# lumber thickness for bench



## harum (Nov 25, 2013)

Hello, was wondering if I could use 4/4 lumber, meaning 1"-thick, for a mid-century Danish style entryway bench with splayed legs and loose tenon joinery. The legs are splayed out to the sides by about 10°. There are two pairs of stretchers connecting the opposite pairs of legs. The seat is going to be weaved and the seat frame is 30" x 15".

The sag calculator says that load-wise if build out of 1" x 1-1/2" lumber this seat would strong enough to support 400 lbs.

I guess my question is: Would loose tenons joining 1"-thick lumber be strong enough for splayed legs?

The mortises joining legs to seat would be 1/2" wide, 1-1/2" long and 1-1/2" (in each direction) deep.

Hope my question makes sense.
Best wishes, h.


----------



## rwe2156 (May 7, 2014)

Pic would help. Is there an apron or is the seat frame mortised into the legs?

Pinning tenons adds a lot of strength.


----------



## verdesardog (Apr 2, 2011)

An apron under the seat would increase the load bearing ability tremendously…I made a 6' bench with 4/4 barn wood with a 4" apron, it can be sat on by as many people as can fit and there is no sag.


----------



## Lazyman (Aug 8, 2014)

I don't understand your description. Not sure how you would have 1 1/2" (in each direction = 3"?) tenons joining 2 1" thick boards (seat and legs)? Do you really mean a spline? It sounds like you are going to make a frame out of 1 1/2" boards and weave a wicker or cord seat? Are the 3" tenons for joining the frame perhaps?

Are there 2 legs the entire width of the bench or are there 4 and what width? How are you planning to attach the stretchers to the legs?
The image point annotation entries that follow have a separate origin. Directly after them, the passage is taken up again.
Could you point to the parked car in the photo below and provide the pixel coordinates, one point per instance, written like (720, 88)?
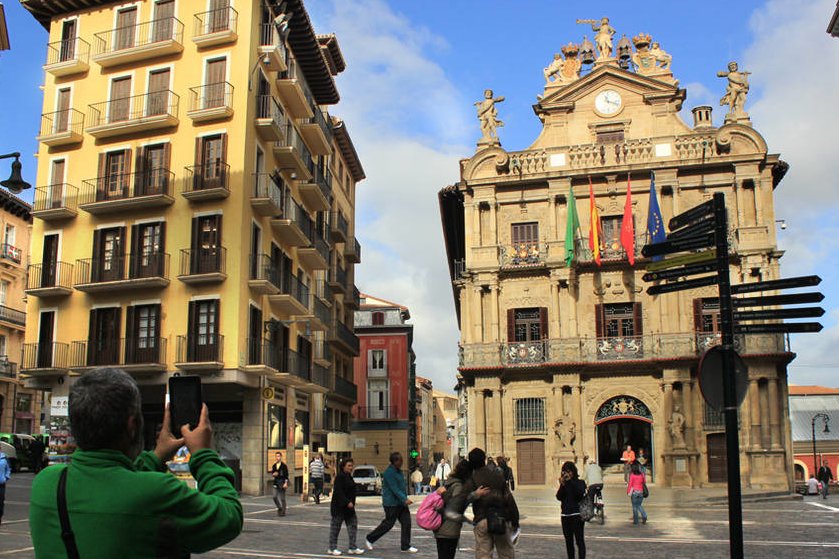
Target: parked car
(367, 480)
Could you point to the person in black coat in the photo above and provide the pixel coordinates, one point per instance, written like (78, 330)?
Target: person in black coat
(342, 508)
(571, 491)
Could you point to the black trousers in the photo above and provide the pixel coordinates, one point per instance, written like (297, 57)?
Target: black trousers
(447, 547)
(572, 529)
(392, 514)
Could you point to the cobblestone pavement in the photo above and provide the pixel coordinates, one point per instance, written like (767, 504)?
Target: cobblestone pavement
(684, 526)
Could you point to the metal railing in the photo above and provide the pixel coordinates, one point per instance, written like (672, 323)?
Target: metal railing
(215, 21)
(49, 274)
(125, 186)
(211, 96)
(56, 197)
(60, 122)
(138, 35)
(118, 352)
(44, 356)
(8, 314)
(200, 348)
(121, 267)
(125, 110)
(207, 176)
(198, 261)
(68, 50)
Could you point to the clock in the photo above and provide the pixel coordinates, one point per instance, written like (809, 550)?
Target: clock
(608, 102)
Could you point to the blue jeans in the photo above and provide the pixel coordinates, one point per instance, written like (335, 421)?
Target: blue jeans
(637, 499)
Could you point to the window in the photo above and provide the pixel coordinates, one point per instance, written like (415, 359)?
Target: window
(530, 416)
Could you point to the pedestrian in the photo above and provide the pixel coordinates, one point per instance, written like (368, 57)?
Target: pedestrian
(507, 471)
(395, 501)
(316, 477)
(5, 475)
(571, 491)
(416, 479)
(117, 501)
(495, 515)
(825, 476)
(342, 509)
(279, 471)
(442, 472)
(635, 490)
(455, 498)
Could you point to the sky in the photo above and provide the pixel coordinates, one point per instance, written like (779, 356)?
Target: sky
(414, 70)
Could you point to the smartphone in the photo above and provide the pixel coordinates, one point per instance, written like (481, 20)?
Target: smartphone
(185, 402)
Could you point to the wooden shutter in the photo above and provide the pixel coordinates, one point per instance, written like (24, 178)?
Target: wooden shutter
(598, 321)
(638, 322)
(511, 325)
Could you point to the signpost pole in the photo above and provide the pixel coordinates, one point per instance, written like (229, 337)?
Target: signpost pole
(735, 511)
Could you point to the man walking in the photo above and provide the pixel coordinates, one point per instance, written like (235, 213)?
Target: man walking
(825, 476)
(279, 471)
(395, 502)
(316, 477)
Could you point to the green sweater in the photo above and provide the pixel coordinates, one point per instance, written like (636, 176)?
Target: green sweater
(139, 510)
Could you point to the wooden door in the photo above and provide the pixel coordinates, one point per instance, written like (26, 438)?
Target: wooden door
(530, 460)
(119, 108)
(717, 461)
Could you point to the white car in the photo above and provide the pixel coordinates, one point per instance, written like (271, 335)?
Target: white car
(367, 479)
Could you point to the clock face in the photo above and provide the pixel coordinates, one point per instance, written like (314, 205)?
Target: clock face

I agree. A rough drawing or picture would help.


----------



## harum (Nov 25, 2013)

Thank you for the responses! Yes, I guess my description didn't give all the details.

Three pictures below is my rough model based on David Larch's Mid Century Bench. The overall dimensions of the model: 42"W x 22"H x 14"D.




























There is no apron; the legs are mortised into the seat frame. Because of the slot for cord the effective seat frame is 1-1/2" wide (meaning, top to bottom)-still there would be no visible sag under 400 lbs even with 1"-thick seat frame according to the sag calculator. I was wondering if 1" thickness would be strong enough for the joint between the splayed legs and the seat frame.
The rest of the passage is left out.